La questione dell’introduzione di linee di competizione all’interno del nostro sistema scolastico non dovrebbe più configurarsi come questione di destra o di sinistra, ma solo di intelligenza e di lungimiranza, di preoccupazione per la formazione dei nostri giovani. Perché, tra l’altro, come è stato detto, un Paese non può essere ricco e stupido per più di un generazione. Bene, pertanto, ha fatto il Governo a introdurre il principio della detrazione di imposta, che è una detrazione dall’imposta che una famiglia deve corrispondere allo Stato, talché in questo caso si versa a saldo la differenza risultante oppure si espone il credito derivante allo Stato. Si tratta di una scelta nuova e molto positiva, ma che rischia di rimanere un’ affermazione di principio che nella pratica si trasforma in una beffa se i 30 milioni di euro fissati dalla Finanziaria per ciascuno degli anni 2003, 2004, 2005 al la fine si risolvono in 170 mila delle vecchie lire per ogni alunno avente diritto.

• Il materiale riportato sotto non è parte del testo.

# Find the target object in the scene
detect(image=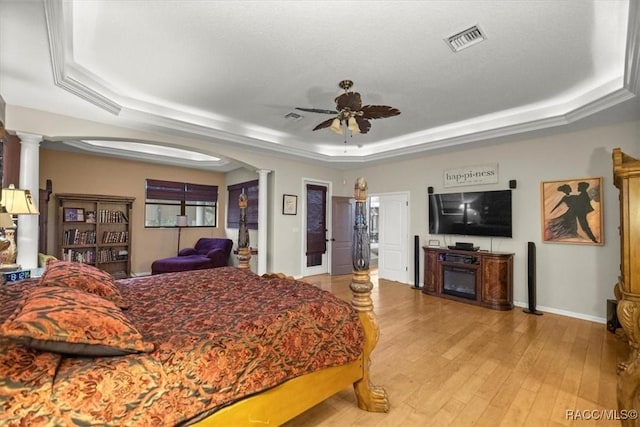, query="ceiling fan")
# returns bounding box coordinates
[296,80,400,135]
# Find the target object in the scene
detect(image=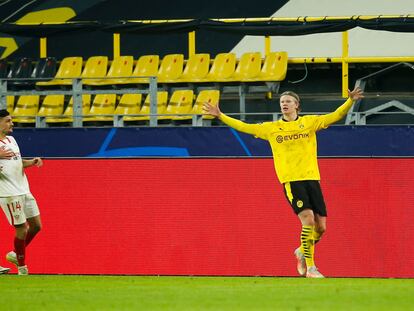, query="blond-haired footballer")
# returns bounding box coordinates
[0,109,43,275]
[203,88,364,278]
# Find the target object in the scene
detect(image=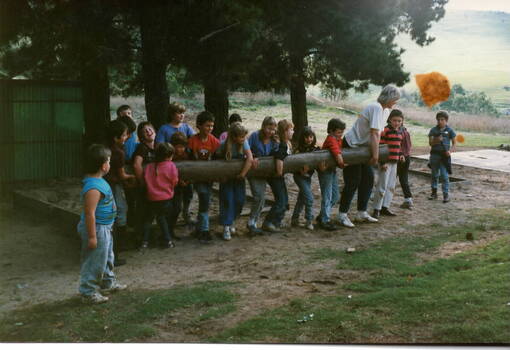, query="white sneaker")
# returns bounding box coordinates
[223,226,232,241]
[81,292,108,304]
[338,213,354,227]
[354,211,379,222]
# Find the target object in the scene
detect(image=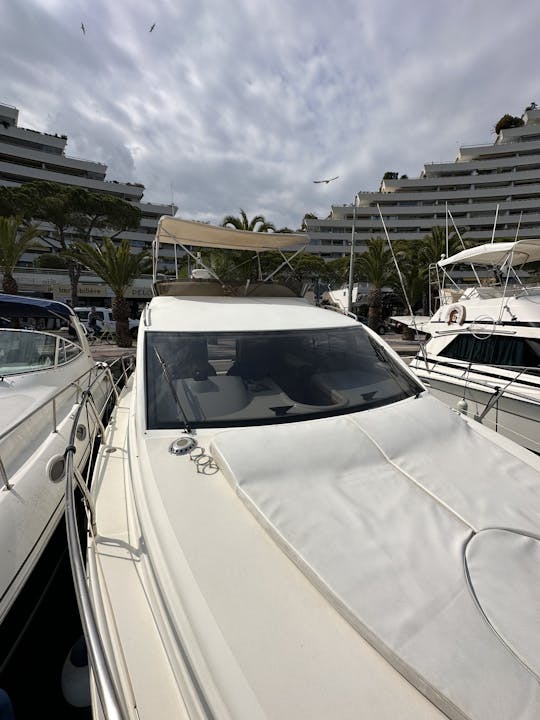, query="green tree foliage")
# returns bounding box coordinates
[355,237,395,330]
[221,208,276,232]
[0,181,141,305]
[0,216,39,295]
[67,237,151,348]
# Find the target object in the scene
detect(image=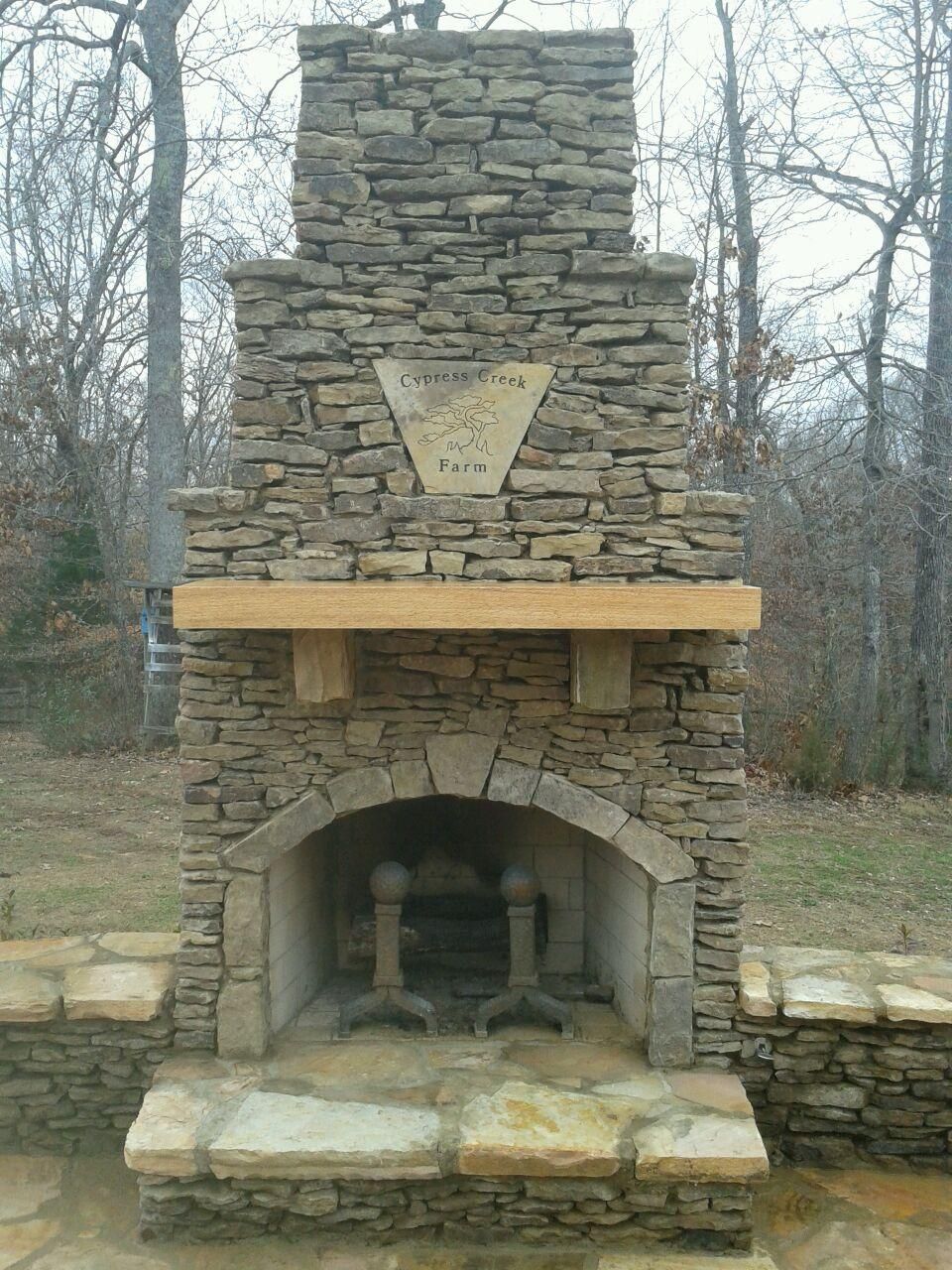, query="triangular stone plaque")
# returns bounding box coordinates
[373,357,554,494]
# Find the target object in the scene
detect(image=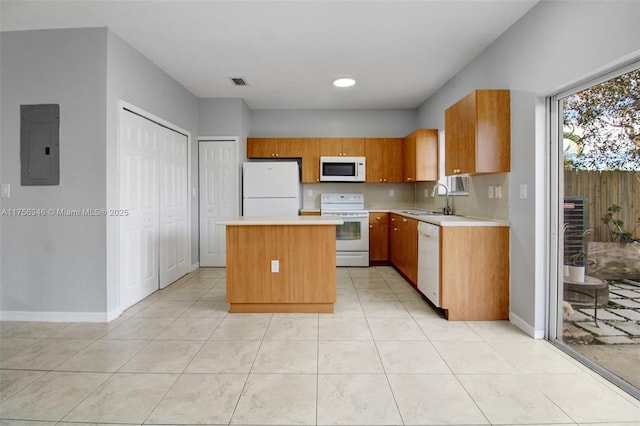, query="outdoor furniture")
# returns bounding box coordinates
[563,275,609,327]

Sono comprensibili le difficoltà finanziarie che il ministro Tremonti deve affrontare, così come sono comprensibili gli ostacoli burocratici e politici che ha dovuto e deve fronteggiare il ministro Moratti. Ma è anche chiaro che un Paese che non pone in cima alle sue preoccupazioni risorse adeguate per la formazione è un Paese con un futuro buio. E chiedo: ci siamo veramente preoccupati dei nostri giovani allorché è stato proposto un esame di maturità che — sconnesso da un ingresso selettivo per meriti nelle diverse facoltà universitarie — è solo un altro scivolone sulla china dell’irresponsabilità delle scuole? Costituiscono o no una preoccupazione, per gli insegnanti che avrebbero dovuto orientarli, le migliaia e migliaia di giovani che si sono iscritti ai diversi corsi di laurea in scienze della comunicazione, futuri disoccupati? E si è seriamente riflettuto sulle possibili conseguenze che avrà la proposta della scelta che i nostri giovani a 13 anni dovranno fare per la formazione professionale?

Resta ancora in tanti bravi insegnanti l’ottimismo del cuore e la volontà di impegno. C’è da sperare che la classe dirigente non seguiti a deluderli.